Thursday, September 21, 2006

Microsoft Innovative Teachers Forum 2006 - Day One

Hello from Seattle. I'm here in for the 2006 United States Microsoft Innovative Teacher Forum. We had an incredible day connecting with other teachers from around the country and exploring parts of the Seattle area as learning teams. Erin Garvey and myself were selected as one of 27 learning teams that respresent 17 different states. We weren't really sure what to expect today when we gathered at the Microsoft Conference Center on the corporate campus.
We knew they would give us some sort of task but nothing more. We soon learned that this forum would not consist of sitting in a room and listening to speakers. We were introduced the Microsoft Partners in Learning program and the Expeditionary Learning concept from John Bransford. Each group set out for a different part of Seattle to explore. My group was sent to explore the Pike Street Market - it clicked for me when they said we were going to the place where the guys throw fish.
Each group was given some guidelines to investigate - culture, how the area has adapted to change over time and connections between community. We had a digital voice recorder and digital camera. We took a tour of the Pike Market that explained the history but also the social services provided and the workings of the market itself. It was incredible. I would strongly urge all visitors to take a tour of the market with a guide. We returned to the Microsoft campus to work on a group presentation that could last no longer than 10 minutes. We told our story of the market using PhotoStory 3 incorporating the digital pictures and audio from the digital recorder. I finished doing some final touches on the presentation tonight in the hotel room and am looking forward to a great day of sharing tomorrow on the final day of the forum.

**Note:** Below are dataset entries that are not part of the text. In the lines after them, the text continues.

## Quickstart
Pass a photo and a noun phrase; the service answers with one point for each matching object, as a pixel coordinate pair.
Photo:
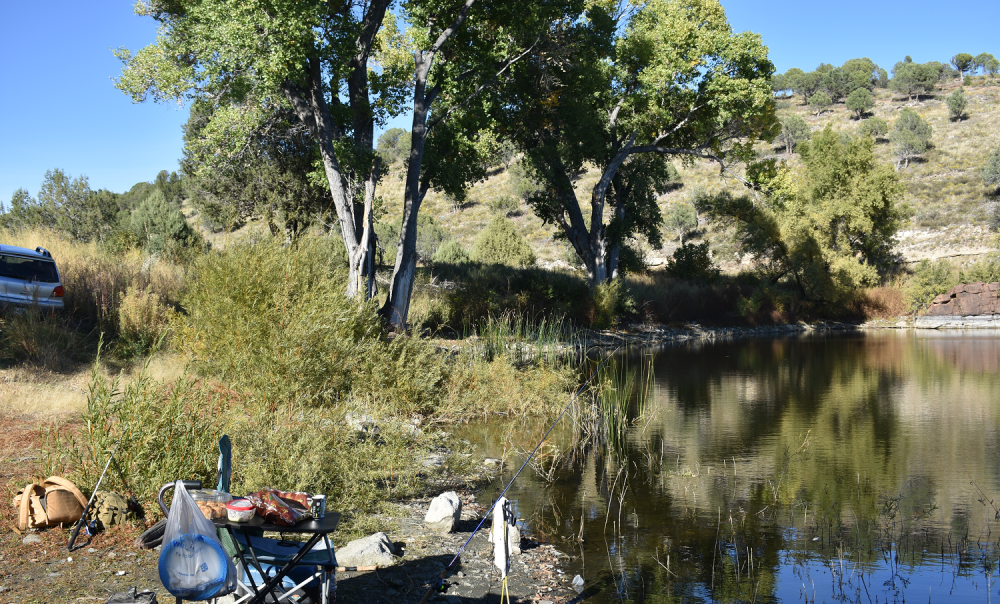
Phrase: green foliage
(451, 252)
(914, 79)
(492, 290)
(394, 145)
(505, 205)
(693, 262)
(831, 234)
(982, 60)
(262, 317)
(171, 431)
(520, 181)
(874, 127)
(910, 136)
(501, 243)
(430, 236)
(956, 104)
(990, 172)
(962, 62)
(681, 218)
(638, 71)
(160, 226)
(611, 302)
(820, 102)
(860, 102)
(929, 280)
(794, 129)
(273, 180)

  1. What a great project, Eric! Were the final projects posted or published anywhere? I think it is significant that as an example of "technology use best practice," in this example students (the teachers) were linking real world experiences to their own schema/brains via different technologies. I think sometimes "virtual experiences" are oversold to teachers and students, and what we need to focus more attention on is helping students of all ages connect to REAL people and experiences in their environment-- but use technology as an amplifier to document, reflect, and share about those interactions. I look forward to reading and hearing more about your participation in this event. Congrats for being selected, and as always thanks for sharing about your experiences.

  2. Wesley - Thanks for the comment. We only had about an hour to pull it together but I have posted a link to the 8 minute video my group produced on the September 25th post. I don't think it will win an Oscar but it was fun to create as a means to communicate what we experienced at the market.

  3. Anonymous11:04 AM

    One of my colleagues was in attendance, and she was very disappointed with
    a) the level of effort show by Microsoft,
    b) the lack of focus in the overall event
    c) the lack of strong content or process involved in an activity that seemed to have little thought behind it.

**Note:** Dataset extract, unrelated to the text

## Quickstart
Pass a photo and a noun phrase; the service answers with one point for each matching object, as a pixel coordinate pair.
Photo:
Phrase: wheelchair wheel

    She has signed up for an Apple workshop next month, and said it seems much more focussed and thought out.

    She said she was amazed that such a large company as Microsoft would not do a better job. Was it good, or is she right?

  4. Anonymous12:09 AM

    Eric -- Noticed you mentioned Expeditionary Learning Outward Bound (ELOB). One of my mentors in grad school a few years back was Meg Campbell, the woman who founded ELOB, and then went on to start her own urban high school in Boston that uses ELOB as its underlying vision. If you remain intrigued by the model, let me know. Happy to introduce you to Meg and her school, Codman Academy.
    And once again, congrats on being selected for the forum! Sounds like thoroughly enjoyed yourself out there. Cheers, Christian

  5. In response to the comment above from "anonymous" - I thought that the forum was good. Could some things have been done differently - sure. I had the opportunity to attend this event as well as the Microsoft Innovative World Forum in the summer of 2005. I can tell you that I gave some considerable feedback to Microsoft after the event in 2005 and the individuals that I have dealt with at Microsoft have made a considerable effort to listen to teachers and give them the tools they need to be more successful. In my opinion Microsoft is trying hard to be as responsive to teachers as possible. I'm sorry that your colleague did not have a more positive experience.